View Full Version : Which is better, manager or agent?

09-12-2004, 10:37 PM
Thanks everyone for your entertaining and informative feedback on my previous "Living in Arrowhead" post :D

Okay, new question... I FINALLY wrangled an upcoming meeting with a Literary Manager! When I grill him, what are some good questions to ask? I'd like to ask if he can help me get an Agent, but is that too pushy? Are there industry standards for manager contracts -- i.e. 2 years, 10 years -- standard percentages? Will he introduce me to his contacts, invite me to industry schmoozes? In other words, how can management help a newbie like me? Oh, and is it okay to ask who else he represents and what he's accomplished in terms of script sales??

09-13-2004, 12:59 AM
I think if you spent an hour or more reading through the old threads in the Agents and Managers forum you'd find the answer to these questions and a whole lot more that you'd like to know.

Your manager should definitely have getting you repped at an agency as a primary goal. His fee should be no more than ten percent. You should not give him any money for any reason. Contracts are used, but not always. He should try to circulate your scripts and get you meetings, not invite you as his date to parties. His client list should be a selling point for him, not a secret. He may want to attach himself as producer to everything you write and it's up to you to decide if that's worth it.

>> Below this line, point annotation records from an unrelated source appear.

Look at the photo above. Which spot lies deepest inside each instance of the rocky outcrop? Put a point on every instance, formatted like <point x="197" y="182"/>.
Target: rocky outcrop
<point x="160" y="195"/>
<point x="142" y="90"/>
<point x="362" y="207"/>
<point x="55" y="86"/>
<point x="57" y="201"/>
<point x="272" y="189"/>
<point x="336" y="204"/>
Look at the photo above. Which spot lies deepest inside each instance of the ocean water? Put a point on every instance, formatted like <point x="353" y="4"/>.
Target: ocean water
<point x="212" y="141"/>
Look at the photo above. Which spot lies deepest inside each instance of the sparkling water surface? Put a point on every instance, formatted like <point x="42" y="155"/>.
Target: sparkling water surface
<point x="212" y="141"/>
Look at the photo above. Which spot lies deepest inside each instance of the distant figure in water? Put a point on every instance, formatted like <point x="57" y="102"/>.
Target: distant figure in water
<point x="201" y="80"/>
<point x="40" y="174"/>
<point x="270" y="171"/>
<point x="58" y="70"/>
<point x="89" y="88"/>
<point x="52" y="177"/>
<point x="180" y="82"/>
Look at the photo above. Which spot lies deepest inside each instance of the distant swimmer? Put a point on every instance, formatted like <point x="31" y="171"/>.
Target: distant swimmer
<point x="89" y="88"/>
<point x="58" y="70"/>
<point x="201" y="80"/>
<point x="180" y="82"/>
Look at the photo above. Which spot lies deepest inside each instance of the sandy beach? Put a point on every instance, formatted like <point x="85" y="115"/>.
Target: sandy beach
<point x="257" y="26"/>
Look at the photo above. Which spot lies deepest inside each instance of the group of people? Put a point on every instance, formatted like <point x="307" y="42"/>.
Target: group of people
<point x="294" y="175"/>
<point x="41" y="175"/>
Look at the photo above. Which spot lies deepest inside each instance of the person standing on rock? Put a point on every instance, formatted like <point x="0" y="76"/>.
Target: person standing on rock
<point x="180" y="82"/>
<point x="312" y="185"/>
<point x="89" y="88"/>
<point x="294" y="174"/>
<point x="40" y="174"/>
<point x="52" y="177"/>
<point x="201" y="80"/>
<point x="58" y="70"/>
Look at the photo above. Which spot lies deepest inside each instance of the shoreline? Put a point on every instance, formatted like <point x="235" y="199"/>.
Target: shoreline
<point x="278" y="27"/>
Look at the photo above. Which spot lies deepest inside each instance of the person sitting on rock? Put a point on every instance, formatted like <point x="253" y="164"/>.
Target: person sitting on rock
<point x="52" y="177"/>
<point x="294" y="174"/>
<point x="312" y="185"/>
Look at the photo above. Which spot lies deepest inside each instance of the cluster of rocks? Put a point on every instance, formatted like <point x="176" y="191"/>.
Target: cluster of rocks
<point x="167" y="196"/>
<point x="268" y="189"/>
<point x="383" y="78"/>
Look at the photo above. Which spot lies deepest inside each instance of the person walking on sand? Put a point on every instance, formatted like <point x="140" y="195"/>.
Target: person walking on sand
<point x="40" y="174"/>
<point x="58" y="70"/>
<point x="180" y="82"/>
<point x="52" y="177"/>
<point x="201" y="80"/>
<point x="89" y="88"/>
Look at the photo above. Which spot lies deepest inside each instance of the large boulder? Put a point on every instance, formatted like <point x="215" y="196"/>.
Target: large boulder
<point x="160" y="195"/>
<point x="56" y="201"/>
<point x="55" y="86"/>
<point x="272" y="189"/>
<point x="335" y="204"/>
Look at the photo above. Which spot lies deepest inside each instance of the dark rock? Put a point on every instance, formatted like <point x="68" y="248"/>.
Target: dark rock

You could always post his name and the company name in the agents and managers forum and see if any others on this board have have dealings or personal experience with him.

09-15-2004, 09:13 AM
unlike agents, managers are not licensed. but they can do more and have much more freedom in working with you; and developing or packaging your project. and b/c they have this freedom then all managers are not alike. they can choose what or how much they want to do for you b/c there are no rules and regulations with their responsiblities.

JakeSchuster aka Ostroff
09-15-2004, 09:46 AM
Nikee's comment reflects my experience with a manager. A good one is very proactive, and will work closely with you on developing your script until it's ready to go out. Many managers have story-editors on-board. Some are writers; others have worked in development at prodcos or studios. They make excellent sounding-boards.